Male Infertility-Tips To Putting a Little Vim and Vigor Into Your Sperm Count

May 9, 2010

Patients with infertility can have some control of their reproductive function by living healthy lifestyles. Often some negative lifestyles may be contributing to their infertility. Therefore, if patients live healthy lifestyles, it is possible that there will be some improvement in their reproductive function. There may not be conclusive evidence for all these lifestyle recommendations, but rarely will following these guidelines hurt, and often they may help:

  1. Avoid excessive heat (avoid waterbeds, saunas, hot tubs, etc.).
  2. Limit coffee to 1 or 2 cups per day.
  3. Do not smoke.
  4. Do not use marijuana, cocaine, or other recreational drugs. Marijuana stays in the testes for over 2 weeks; so even using it once every two weeks will have a negative effect.
  5. Exercise regularly and moderately.
  6. Drink no more than 2 ounces of alcohol twice per week. Alcohol is a male reproductive tract toxin, which associates with a decrease in the percentages of normal sperm. Female should abstain from alcohol if pregnant.
  7. Have good nutritional habits, especially a diet rich in fresh fruits and leafy vegetables (organically grown foods).
  8. Be aware of sexual problems and do not hesitate to ask for medical help.
  9. Infertile men should educate themselves about health and reproduction.
  10. Seek emotional and/or psychological support; consider meditation to reduce stress.

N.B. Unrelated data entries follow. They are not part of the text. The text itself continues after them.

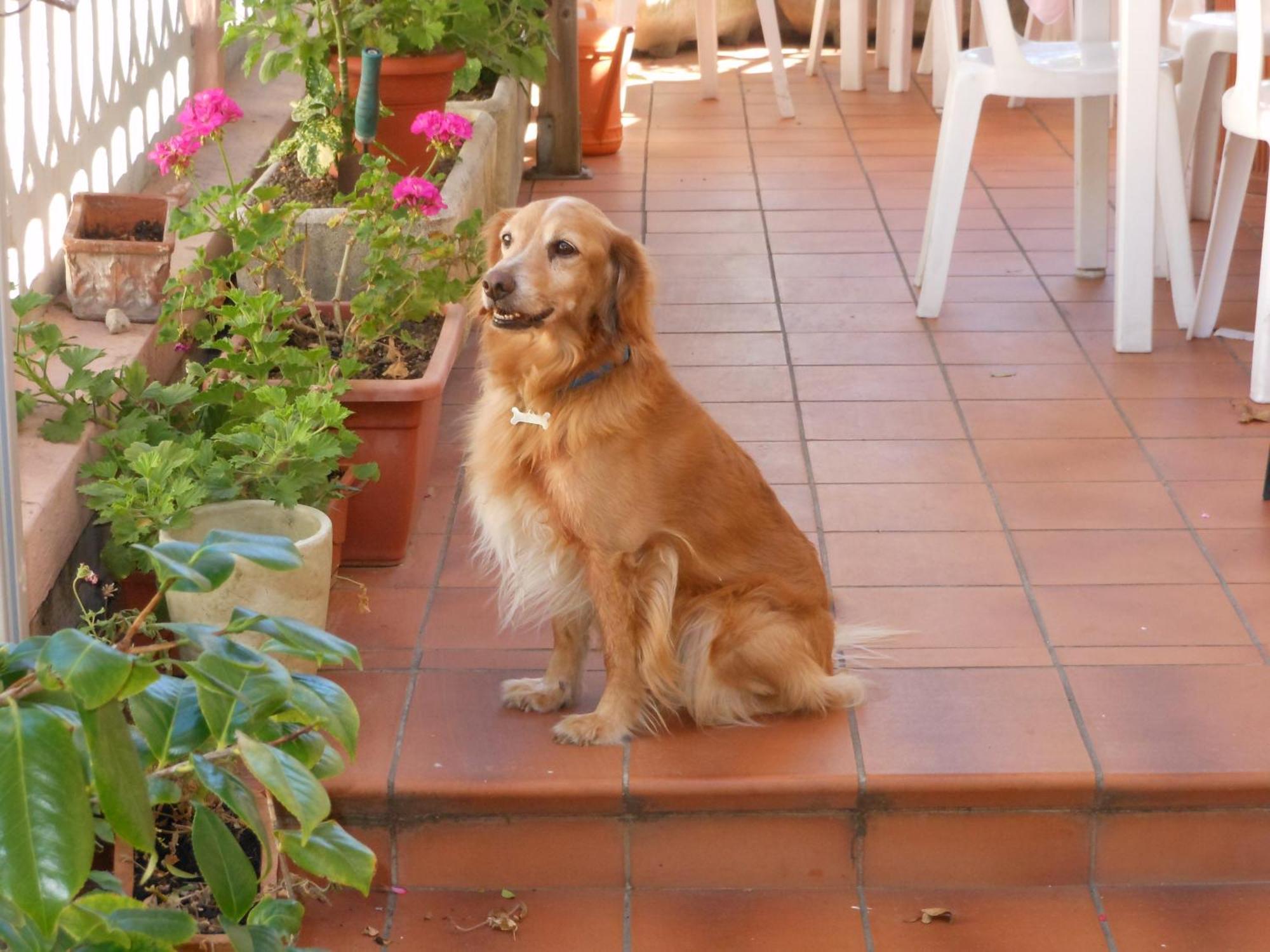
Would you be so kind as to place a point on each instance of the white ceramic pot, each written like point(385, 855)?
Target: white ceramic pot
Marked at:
point(298, 593)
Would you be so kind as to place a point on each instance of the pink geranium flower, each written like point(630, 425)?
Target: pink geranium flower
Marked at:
point(176, 154)
point(443, 129)
point(415, 192)
point(208, 111)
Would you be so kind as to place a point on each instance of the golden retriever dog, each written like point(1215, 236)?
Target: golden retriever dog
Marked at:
point(610, 501)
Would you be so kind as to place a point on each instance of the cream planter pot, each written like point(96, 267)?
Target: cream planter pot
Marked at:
point(472, 185)
point(299, 593)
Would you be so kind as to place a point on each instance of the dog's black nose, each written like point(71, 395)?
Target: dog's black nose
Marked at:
point(498, 285)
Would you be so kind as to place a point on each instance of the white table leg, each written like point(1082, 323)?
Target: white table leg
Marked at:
point(708, 49)
point(1136, 175)
point(1093, 25)
point(773, 39)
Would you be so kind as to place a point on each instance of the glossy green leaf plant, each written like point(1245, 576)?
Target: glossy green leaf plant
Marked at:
point(106, 727)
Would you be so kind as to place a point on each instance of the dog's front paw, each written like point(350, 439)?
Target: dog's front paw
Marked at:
point(590, 729)
point(535, 695)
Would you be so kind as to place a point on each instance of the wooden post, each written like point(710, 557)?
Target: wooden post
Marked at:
point(559, 147)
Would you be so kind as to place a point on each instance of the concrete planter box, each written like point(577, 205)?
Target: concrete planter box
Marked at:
point(472, 185)
point(510, 109)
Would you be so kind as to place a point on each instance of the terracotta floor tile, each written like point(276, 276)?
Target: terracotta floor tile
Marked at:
point(725, 350)
point(1055, 920)
point(340, 925)
point(1161, 380)
point(976, 850)
point(1210, 459)
point(680, 319)
point(1013, 347)
point(937, 739)
point(788, 764)
point(1146, 920)
point(1088, 506)
point(1180, 847)
point(756, 422)
point(928, 619)
point(1067, 460)
point(686, 921)
point(921, 559)
point(1024, 383)
point(742, 385)
point(1241, 555)
point(465, 753)
point(914, 383)
point(1019, 420)
point(860, 348)
point(891, 507)
point(1112, 558)
point(1179, 737)
point(893, 461)
point(558, 921)
point(911, 420)
point(854, 317)
point(742, 852)
point(1234, 505)
point(380, 697)
point(1113, 616)
point(512, 852)
point(1188, 418)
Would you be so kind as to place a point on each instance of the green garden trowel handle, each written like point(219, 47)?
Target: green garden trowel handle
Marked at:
point(366, 116)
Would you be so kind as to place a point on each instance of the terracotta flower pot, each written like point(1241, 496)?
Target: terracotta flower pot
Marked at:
point(119, 255)
point(398, 422)
point(408, 86)
point(271, 859)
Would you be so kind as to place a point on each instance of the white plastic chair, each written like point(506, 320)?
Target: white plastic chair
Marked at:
point(1247, 116)
point(895, 44)
point(1012, 67)
point(708, 53)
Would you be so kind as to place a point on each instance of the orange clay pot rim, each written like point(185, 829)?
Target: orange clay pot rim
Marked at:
point(434, 380)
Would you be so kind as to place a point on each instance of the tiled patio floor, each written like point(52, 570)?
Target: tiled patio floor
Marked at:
point(1075, 540)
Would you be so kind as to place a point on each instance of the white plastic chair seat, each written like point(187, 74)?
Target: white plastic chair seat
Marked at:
point(1235, 115)
point(1066, 69)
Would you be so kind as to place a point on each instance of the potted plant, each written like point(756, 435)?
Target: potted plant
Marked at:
point(431, 49)
point(119, 255)
point(391, 337)
point(178, 750)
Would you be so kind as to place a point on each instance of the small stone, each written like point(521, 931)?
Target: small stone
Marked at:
point(117, 322)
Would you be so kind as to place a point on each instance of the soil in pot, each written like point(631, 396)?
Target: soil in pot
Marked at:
point(185, 889)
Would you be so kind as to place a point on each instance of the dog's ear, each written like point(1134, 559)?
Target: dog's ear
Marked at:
point(632, 295)
point(493, 235)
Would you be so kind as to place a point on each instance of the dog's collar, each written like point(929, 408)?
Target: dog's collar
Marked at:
point(603, 371)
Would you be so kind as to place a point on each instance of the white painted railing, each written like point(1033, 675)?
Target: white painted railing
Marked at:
point(86, 95)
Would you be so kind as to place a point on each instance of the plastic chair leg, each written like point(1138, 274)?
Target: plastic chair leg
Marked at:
point(773, 39)
point(854, 31)
point(948, 188)
point(1233, 186)
point(816, 44)
point(708, 49)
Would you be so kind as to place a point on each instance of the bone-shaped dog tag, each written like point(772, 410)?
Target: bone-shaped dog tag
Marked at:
point(526, 417)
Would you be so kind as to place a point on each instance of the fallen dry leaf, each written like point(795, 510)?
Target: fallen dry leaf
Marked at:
point(930, 916)
point(1255, 413)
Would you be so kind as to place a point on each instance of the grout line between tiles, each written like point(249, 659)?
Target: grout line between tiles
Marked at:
point(993, 492)
point(822, 545)
point(417, 657)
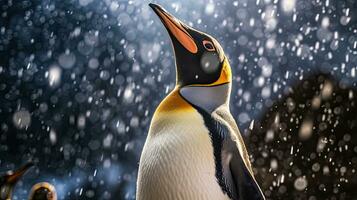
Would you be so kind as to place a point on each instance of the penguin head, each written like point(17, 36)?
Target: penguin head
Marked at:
point(43, 191)
point(200, 60)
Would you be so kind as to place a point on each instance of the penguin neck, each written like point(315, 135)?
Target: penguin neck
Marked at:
point(208, 98)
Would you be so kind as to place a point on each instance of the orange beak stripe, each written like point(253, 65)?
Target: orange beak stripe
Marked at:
point(175, 27)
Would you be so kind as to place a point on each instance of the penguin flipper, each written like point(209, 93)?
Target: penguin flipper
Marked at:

Key Vitamins and Nutritional Supplements: Taking certain vitamins (C, E, B12, etc.) may help improve your fertility. The mechanism of action is believed to be as follows: The breakdown of oxygen as it passes through the cells in our body results in substances known as free radicals. Infertile men have a higher concentration of free radicals in their semen as compared to fertile men. Free radicals attack and destroy the membrane that surrounds sperm. Anti-oxidants fight against these bad effects. Therefore, Vitamins are natural anti-oxidants!

I suggest you also take:

Vitamin C (500 mg/day). It helps to protect sperm against free radical damage. It also guards sperm from oxidative damage. Many studies show that supplement Vitamin C also improves the quality of sperm in smokers and reduces sperm agglutination (a condition when sperm stick together, then fertility is reduced.).

Vitamin E (400 IUS/day). Vitamin E has an important function as an antioxidant. Therefore, Vitamin E supplements can decrease and mop up enough free radicals to prevent the damage to sperm cells.

Selenium (200 mcgs/day). A double-blind study shown that selenium supplement can significantly increase sperm motility.

Multivitamins containing zinc (20 mg). Zinc plays an important role for the male reproductive system. A lack of zinc can effect the normal sperm production. For men with low testosterone, zinc supplements may raise testosterone levels and increase sperm production.

Bottom Line:  All of these recommendations may not have scientific merit but they certainly won’t hurt you or cause any deterioration of your sperm count.